Memento Mori: Gün gelecek sen de öleceksin !


Memento mori

Memento te hominem esse
Respice post te ! Hominem te esse memento !
Fani olduğunu hatırla
Sadece bir insan olduğunu hatırla
Arkana bak ! Sadece bir insansın, 
hatırla !

Kadim Roma’da, kazandığı zaferle gururlu ve muzaffer bir Roma generali, sokaklarda zafer turu atarken arkasındaki bir köle bu sözleri tekrar edermiş kulağına! Roma’lılar, tanrıya dönüşme sevdasındaki Caligula gibi Sezar’lardan çok çektiğinden, ego şişmesini bir şekilde önlemeye çalışmışlar anlaşılan. Bu konuda Roma’dan çok gerilerde olduğumuz ise aşikar ! Ama en azından Latince şunu eklemekte fayda var: Ma gavte la nata. Çok şiştin, tıpanı çıkar!
Makyavel iktidarın kirlenmişliğini “cennete değil cehenneme gitmek istiyorum ben. Cehennemde papalarla, krallarla, prenslerle takılabilirim. Diğerinde sadece dilenciler, keşişler ve havariler var”diyerek ne de güzel imler.
Hz.Eyüp, her gün ölümünü düşün der açıkça, Maverdi ise “ Seyyar Kabir” metaforunu kullanır “fani”liğimizi vurgulamak için...Ama ne söylenirse söylensin ego şiştikçe şişer ! Meksikalı devrimci Pancho Villa’nın sözleri tarihe şaşkınlıkla not düşülür! 1923’te tam ölmek üzereyken bir gazeteciye “böyle bitmesine izin verme” diye yakarır, “benim bir şeyler söylediğimi söyle !” Ya Polis tarafından öldürülen Amerikalı devrimci James Mclain'in son sözlerine ne demeli: "Flaşlar patlasın ! Çünkü biz jönleriz !"
Madalyonun diğer yüzü de var. Bilge Sokrates’in baldıran zehrini içerken söyledikleri Pancho Villa’nın söyledikleri ile öylesine zıttır ki : “Asklepius’a bir horoz borcum var.” Müthiş final !
Ve büyük bilim insanı Newton şöyle der olanca mütevaziliği ve gerçekçiliğiyle : “Dünya, beni nasıl görüyor bilemeyeceğim, ama ben kendimi deniz kıyısında oynayan bir çocuk olarak görebiliyorum, ancak- hakikatin okyanusu, bütün o keşfedilmemiş enginliğiyle önünde uzanırken, arada bir yüzeyi diğerlerinden daha pürüzsüz bir çakıltaşı yahut sıradan deniz kabuklarından daha gösterişli bir kabuk buldum diye sevinen bir çocuk !”

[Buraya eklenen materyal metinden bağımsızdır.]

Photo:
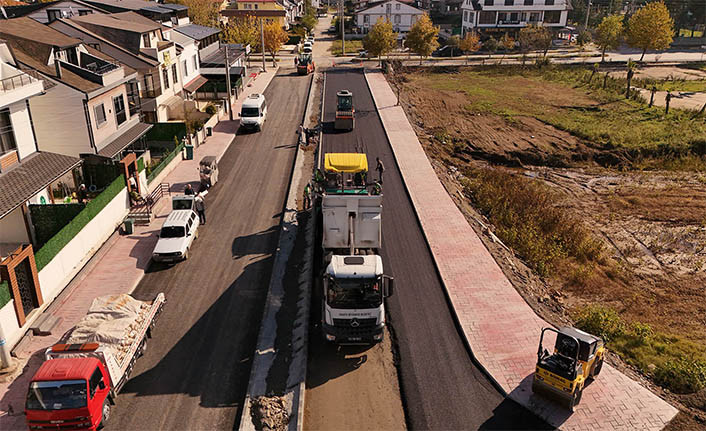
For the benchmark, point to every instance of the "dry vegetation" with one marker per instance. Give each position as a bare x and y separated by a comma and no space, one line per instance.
557,167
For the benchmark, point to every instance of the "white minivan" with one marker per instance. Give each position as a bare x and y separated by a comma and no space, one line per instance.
178,232
254,112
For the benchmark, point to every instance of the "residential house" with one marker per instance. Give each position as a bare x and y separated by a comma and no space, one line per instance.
268,10
401,15
139,43
501,16
26,173
166,14
50,11
90,107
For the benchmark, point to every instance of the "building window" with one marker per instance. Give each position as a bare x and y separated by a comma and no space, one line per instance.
7,136
99,111
486,17
53,15
552,16
119,105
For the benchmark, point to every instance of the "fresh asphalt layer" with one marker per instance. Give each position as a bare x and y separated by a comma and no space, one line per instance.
442,386
195,372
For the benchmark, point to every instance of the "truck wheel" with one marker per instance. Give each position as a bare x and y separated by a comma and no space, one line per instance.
597,368
575,398
105,414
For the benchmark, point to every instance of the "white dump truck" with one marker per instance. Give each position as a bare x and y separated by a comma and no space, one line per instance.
354,284
79,381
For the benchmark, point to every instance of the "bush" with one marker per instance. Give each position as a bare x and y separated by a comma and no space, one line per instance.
601,321
5,296
681,375
45,254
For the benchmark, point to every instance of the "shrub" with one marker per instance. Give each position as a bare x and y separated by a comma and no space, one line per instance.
601,321
45,254
681,375
5,296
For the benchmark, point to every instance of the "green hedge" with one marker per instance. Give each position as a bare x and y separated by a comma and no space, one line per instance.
45,254
5,296
164,162
50,219
166,132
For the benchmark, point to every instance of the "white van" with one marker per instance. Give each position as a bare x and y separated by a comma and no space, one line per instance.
254,112
178,232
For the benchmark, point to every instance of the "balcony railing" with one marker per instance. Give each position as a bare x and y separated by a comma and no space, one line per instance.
17,81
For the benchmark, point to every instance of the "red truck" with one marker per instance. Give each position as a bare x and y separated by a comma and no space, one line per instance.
79,381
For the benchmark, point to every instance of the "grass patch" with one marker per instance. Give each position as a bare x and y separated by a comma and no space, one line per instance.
567,98
5,296
49,250
528,219
352,47
674,362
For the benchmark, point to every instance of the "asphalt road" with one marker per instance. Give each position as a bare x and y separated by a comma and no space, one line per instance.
196,369
442,387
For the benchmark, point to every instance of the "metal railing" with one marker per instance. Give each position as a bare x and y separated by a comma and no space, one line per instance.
17,81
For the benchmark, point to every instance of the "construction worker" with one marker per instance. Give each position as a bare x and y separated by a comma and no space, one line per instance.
307,196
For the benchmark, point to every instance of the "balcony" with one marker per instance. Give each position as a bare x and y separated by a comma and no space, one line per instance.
95,69
17,85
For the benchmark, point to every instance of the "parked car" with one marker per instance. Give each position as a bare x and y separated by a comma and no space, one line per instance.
178,233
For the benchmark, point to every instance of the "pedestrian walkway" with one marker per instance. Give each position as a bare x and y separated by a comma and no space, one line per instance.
116,268
500,327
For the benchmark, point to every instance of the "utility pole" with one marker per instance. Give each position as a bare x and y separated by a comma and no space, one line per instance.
262,45
230,107
341,18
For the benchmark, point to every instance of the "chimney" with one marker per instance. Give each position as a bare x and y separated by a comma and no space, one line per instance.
57,66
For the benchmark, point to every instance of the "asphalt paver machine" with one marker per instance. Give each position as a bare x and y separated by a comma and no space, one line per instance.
562,375
345,112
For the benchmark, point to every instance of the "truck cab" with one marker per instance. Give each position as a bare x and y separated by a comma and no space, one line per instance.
354,307
69,393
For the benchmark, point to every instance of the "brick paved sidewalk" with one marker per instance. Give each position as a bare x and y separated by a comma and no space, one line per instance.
117,267
480,293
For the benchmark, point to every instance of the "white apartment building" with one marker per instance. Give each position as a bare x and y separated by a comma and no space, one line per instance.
401,15
504,15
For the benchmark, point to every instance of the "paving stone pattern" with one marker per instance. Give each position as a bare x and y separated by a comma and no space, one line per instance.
501,328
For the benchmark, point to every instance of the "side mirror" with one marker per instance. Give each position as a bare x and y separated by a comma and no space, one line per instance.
388,286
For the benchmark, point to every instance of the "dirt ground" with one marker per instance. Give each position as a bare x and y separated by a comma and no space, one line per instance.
653,223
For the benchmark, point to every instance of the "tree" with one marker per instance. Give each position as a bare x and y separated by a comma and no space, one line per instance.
202,12
651,27
275,37
470,43
244,30
609,33
381,38
422,36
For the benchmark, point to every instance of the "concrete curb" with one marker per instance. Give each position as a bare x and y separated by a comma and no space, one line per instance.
457,322
265,350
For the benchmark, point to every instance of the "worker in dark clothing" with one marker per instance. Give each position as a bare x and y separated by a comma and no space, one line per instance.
380,168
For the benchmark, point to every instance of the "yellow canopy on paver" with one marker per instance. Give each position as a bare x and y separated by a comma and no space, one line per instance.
346,162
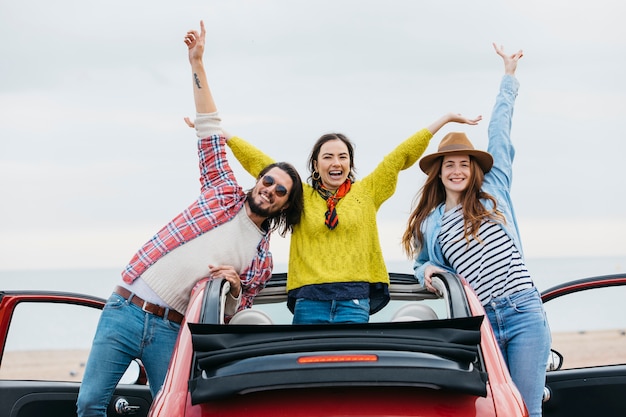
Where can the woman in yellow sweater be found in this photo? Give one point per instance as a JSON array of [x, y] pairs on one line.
[[337, 273]]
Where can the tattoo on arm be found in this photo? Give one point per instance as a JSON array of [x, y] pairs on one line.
[[197, 81]]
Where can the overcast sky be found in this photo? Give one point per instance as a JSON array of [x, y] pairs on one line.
[[95, 156]]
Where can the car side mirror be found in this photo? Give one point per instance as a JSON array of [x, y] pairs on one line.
[[133, 374], [555, 361]]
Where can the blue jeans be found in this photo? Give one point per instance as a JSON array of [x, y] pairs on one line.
[[334, 311], [521, 328], [124, 332]]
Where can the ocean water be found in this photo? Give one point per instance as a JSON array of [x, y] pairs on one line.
[[607, 310], [546, 272]]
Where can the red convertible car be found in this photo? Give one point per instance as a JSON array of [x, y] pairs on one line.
[[422, 355]]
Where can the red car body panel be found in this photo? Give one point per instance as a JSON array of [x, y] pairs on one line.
[[503, 398]]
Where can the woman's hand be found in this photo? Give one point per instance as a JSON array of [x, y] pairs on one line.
[[429, 271], [510, 61]]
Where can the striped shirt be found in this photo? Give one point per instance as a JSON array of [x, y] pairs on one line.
[[491, 265]]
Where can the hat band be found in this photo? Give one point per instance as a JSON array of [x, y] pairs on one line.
[[456, 147]]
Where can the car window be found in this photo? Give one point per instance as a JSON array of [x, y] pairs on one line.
[[589, 327], [48, 341]]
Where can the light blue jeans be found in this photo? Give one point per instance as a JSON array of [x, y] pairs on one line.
[[124, 332], [335, 311], [521, 328]]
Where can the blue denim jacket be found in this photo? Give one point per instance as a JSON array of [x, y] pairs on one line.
[[497, 182]]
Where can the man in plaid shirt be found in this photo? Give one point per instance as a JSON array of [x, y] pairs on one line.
[[223, 234]]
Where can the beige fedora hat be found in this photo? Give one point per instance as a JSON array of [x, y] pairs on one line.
[[457, 143]]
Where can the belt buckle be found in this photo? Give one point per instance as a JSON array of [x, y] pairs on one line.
[[143, 307]]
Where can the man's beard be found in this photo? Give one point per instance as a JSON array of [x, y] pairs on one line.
[[258, 210]]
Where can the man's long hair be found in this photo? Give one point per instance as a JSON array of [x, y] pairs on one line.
[[287, 218]]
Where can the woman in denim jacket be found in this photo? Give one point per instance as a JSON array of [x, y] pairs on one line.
[[464, 223]]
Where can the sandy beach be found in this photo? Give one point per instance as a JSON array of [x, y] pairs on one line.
[[580, 349]]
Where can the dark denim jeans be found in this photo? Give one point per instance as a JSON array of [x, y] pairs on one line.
[[334, 311]]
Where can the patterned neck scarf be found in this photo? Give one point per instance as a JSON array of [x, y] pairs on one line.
[[332, 220]]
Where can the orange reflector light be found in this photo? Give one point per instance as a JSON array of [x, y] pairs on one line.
[[337, 358]]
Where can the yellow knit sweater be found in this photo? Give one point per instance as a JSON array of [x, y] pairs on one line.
[[351, 252]]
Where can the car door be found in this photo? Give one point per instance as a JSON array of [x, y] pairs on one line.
[[45, 339], [588, 323]]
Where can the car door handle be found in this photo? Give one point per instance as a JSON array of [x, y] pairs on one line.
[[123, 408]]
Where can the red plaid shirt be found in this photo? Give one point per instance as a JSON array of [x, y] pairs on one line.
[[220, 200]]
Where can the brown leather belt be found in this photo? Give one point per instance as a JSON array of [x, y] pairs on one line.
[[157, 310]]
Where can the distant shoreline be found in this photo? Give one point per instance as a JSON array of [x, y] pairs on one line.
[[580, 349]]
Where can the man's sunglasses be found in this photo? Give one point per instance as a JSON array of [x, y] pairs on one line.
[[268, 181]]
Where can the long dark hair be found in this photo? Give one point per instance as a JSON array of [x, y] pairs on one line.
[[433, 194], [287, 218]]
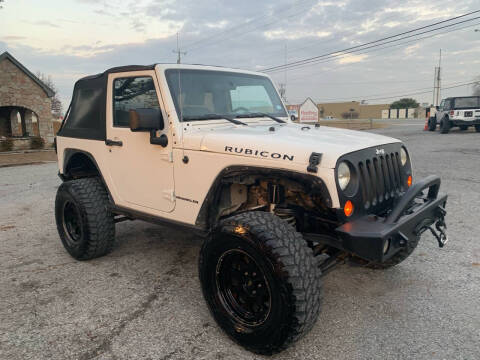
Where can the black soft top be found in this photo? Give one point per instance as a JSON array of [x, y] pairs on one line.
[[86, 115]]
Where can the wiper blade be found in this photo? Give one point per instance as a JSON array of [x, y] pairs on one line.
[[250, 115], [213, 117]]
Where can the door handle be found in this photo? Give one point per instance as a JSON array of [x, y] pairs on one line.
[[113, 142]]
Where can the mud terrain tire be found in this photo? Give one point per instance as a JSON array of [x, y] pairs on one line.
[[84, 221], [432, 124], [288, 272]]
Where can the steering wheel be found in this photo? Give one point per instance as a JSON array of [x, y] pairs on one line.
[[241, 108]]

Evet, ölüm tüm eşsizliğine karşın şair İsmet Özel'in kelimeleriyle "gündelik sözlerimiz içinde geçecek kaba"dır. 

Yerçekimi (Gravity) filminde, bir kaza silsilesi sonucu tüm arkadaşları ölen ve merkez istasyon Houston'la bağlantısı kesilerek uzayda bir mekiğin içinde yapayalnız öleceğini düşünen astranot (Sandra Bullock) şöyle fısıldar, radyo frekansı ile rastgele sesini yakaladığı ve ondan habersiz Aninganq'a: "Öleceğim Aninganq. Biliyorum hepimiz öleceğiz. Herkes bunu biliyor. Ama ben bugün öleceğim ! Bunu bilmek tuhaf bir duygu. Mesele şu ki, hala korkuyorum. Çok korkuyorum. Kimse benim için yas tutmayacak. Kimse ruhuma dua etmeyecek. Benim için yas tutar mısınız ? Benim için dua eder misiniz ? Belki de artık geç olmuştur. Kendim için dua edeceğim, fakat kimse bana dua etmeyi öğretmedi. Kimse öğretmedi !"    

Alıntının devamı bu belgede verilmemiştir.